La voglia di scrivere di questa prolifica autrice di libri per adulti e per ragazzi è dunque nata presto. “A volte, gentilmente, vengo presentata come una che scrive per testimoniare. La verità è che volevo scrivere: da bambina mi scrivevo lettere e scrissi appunto il micro romanzo ritrovato. Ma siccome ho sempre pensato che scrivere sia un lavoro solitario, adatto all’età matura, dopo gli studi ho cercato un lavoro ‘vero’, che mi mettesse a contatto con altri, che mi consentisse di pagare i conti. Vivere di scrittura non è qualcosa che puoi decidere. Nel frattempo scrivevo per me stessa, ho un bel pacco di racconti privati, alcuni mi piacciono ancora, altri proprio no”.

La memoria, la testimonianza, insomma, erano il pozzo a cui attingere, non la scintilla. “Ma il tema era quello degli anni della seconda guerra mondiale, perché quelle vicende per prime mi hanno fatto interrogare sul mondo. Il mondo a quei tempi lo dovevo inventare, perché a casa mia, per proteggermi, non mi spiegavano cosa succedeva fuori. Sapevo che nella mia vita c’era qualcosa da nascondere, ma non capivo cosa fosse. Un’estate ci mandarono a lezione di francese perché c’era l’idea di trasferirci in Francia e siccome nessuno faceva la stessa cosa pensavo che il segreto fosse quello. Quando un genitore vide la grammatica francese mi preoccupai moltissimo”.

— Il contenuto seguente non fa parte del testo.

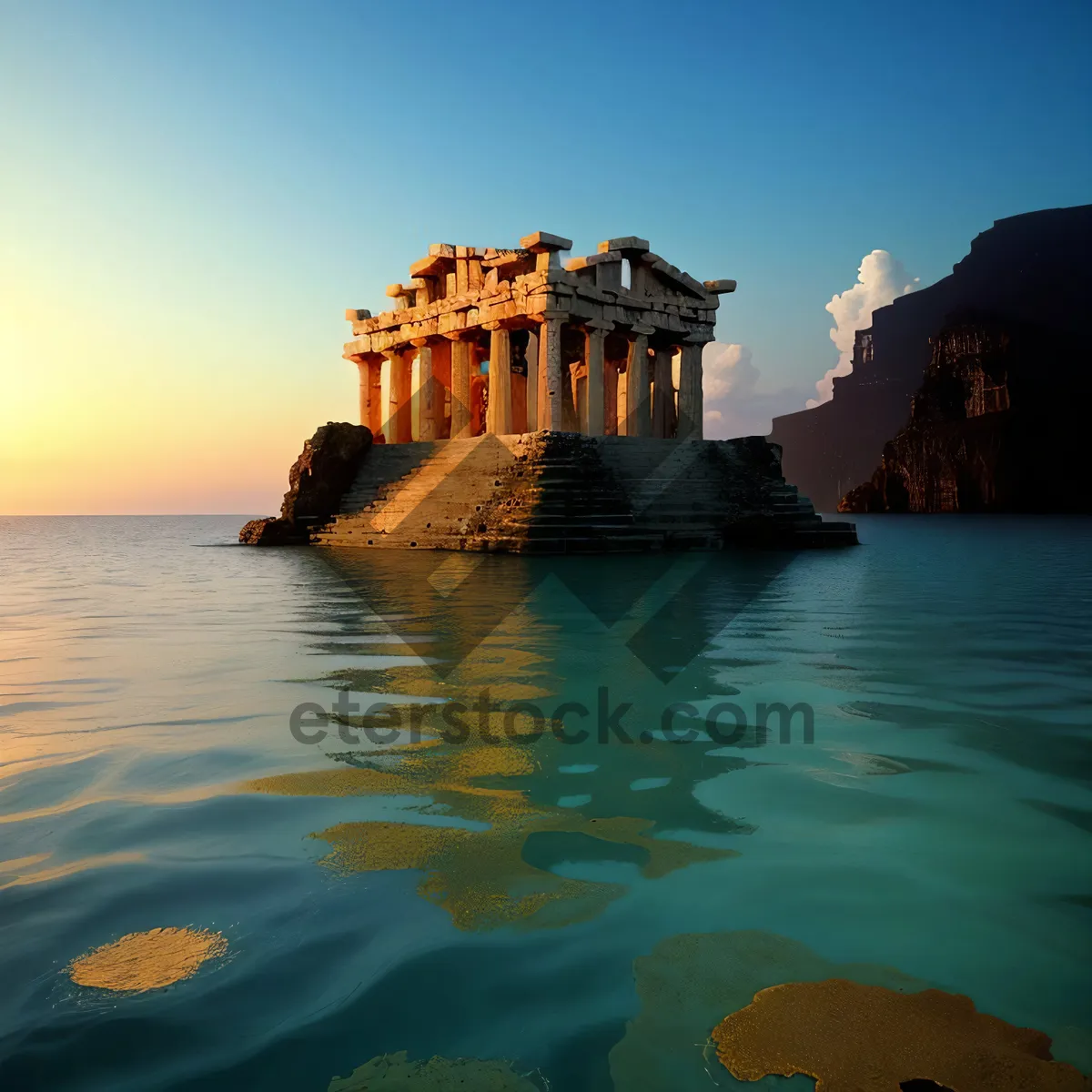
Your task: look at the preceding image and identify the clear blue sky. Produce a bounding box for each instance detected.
[0,0,1092,508]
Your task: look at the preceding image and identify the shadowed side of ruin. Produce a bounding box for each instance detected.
[311,431,857,553]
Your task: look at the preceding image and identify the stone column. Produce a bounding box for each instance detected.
[451,340,473,440]
[383,349,413,443]
[581,320,613,436]
[417,345,438,440]
[652,348,675,440]
[602,360,618,436]
[537,322,551,428]
[617,360,629,436]
[539,318,569,432]
[528,329,539,432]
[485,328,512,436]
[677,342,703,440]
[626,327,652,436]
[356,356,371,428]
[430,338,451,440]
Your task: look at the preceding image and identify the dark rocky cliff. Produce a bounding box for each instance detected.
[239,420,371,546]
[770,206,1092,511]
[839,313,1092,512]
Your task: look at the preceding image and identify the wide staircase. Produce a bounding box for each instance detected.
[312,432,857,553]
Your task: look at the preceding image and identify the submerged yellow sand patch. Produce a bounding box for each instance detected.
[67,926,228,993]
[713,978,1092,1092]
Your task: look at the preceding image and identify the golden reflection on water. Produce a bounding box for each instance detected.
[713,978,1092,1092]
[0,853,146,891]
[67,926,228,993]
[241,694,735,929]
[240,553,736,929]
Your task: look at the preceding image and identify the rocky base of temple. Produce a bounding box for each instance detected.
[239,421,371,546]
[309,431,857,553]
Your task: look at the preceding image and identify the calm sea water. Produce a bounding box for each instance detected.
[0,517,1092,1092]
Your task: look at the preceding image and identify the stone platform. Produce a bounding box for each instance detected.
[310,431,857,553]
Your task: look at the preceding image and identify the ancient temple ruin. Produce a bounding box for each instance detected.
[344,231,736,443]
[240,231,857,553]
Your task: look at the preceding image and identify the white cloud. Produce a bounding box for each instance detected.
[701,342,807,440]
[808,250,919,409]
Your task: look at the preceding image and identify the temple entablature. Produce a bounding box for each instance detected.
[344,231,735,442]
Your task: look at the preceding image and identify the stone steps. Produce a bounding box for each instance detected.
[313,433,856,553]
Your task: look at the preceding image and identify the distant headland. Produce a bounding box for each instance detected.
[770,206,1092,512]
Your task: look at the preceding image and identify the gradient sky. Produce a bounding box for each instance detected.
[0,0,1092,513]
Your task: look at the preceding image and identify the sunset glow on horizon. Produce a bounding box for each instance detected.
[0,2,1092,514]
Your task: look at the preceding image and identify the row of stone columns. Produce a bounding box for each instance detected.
[359,318,703,443]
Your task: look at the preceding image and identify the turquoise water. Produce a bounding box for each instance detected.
[0,517,1092,1092]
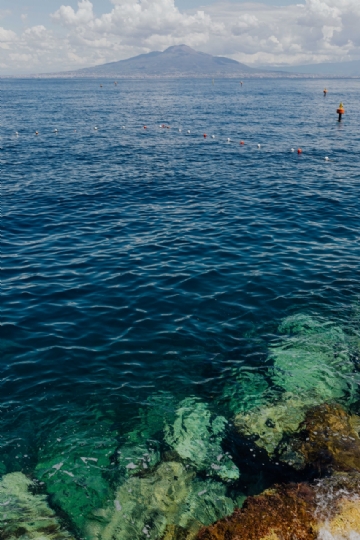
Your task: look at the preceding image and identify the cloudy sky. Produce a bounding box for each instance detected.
[0,0,360,75]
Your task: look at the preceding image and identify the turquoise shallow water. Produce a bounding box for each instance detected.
[0,80,360,538]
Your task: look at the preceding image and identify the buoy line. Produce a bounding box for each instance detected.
[14,126,338,162]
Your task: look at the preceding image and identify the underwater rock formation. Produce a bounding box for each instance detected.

Forse è questa esperienza, oltre al lavoro paziente di scrittura, che rende lievi, ma allo stesso tempo inequivocabili, le storie drammatiche che racconta. “Se scrivi solo per testimoniare, tutto suonerà didascalico, non funzionerà. La letteratura non serve a insegnare. Può aiutare a far pensare”.

Meglio degli adulti

Da avido lettore di libri per bambini e bambine le chiedo come mai scrive per loro. “Molte cose capitano per caso. Il primo libro che ho pubblicato, Una bambina e basta (Edizioni e/o 1994) non era per l’infanzia, ma già allora m’invitavano nelle scuole. Così ho provato e ha funzionato. Non è la stessa cosa che scrivere per adulti. Mi ha raccontato Carmen Llera, la seconda moglie di Alberto Moravia, che Moravia ci provò senza riuscire. Quando scrivo per bambini e bambine credo di saper immaginare il mio pubblico, mentre con gli adulti boh, speri che ti leggano”.

Mangiando, finiamo per parlare di cucina. Levi si dispiace perché è impossibile trovare un soufflé, “la verdura è migliore in un soufflé”. Vero, ma è un piatto piuttosto ricco e complesso, con tempi di attesa poco adatti ai ritmi della ristorazione di oggi.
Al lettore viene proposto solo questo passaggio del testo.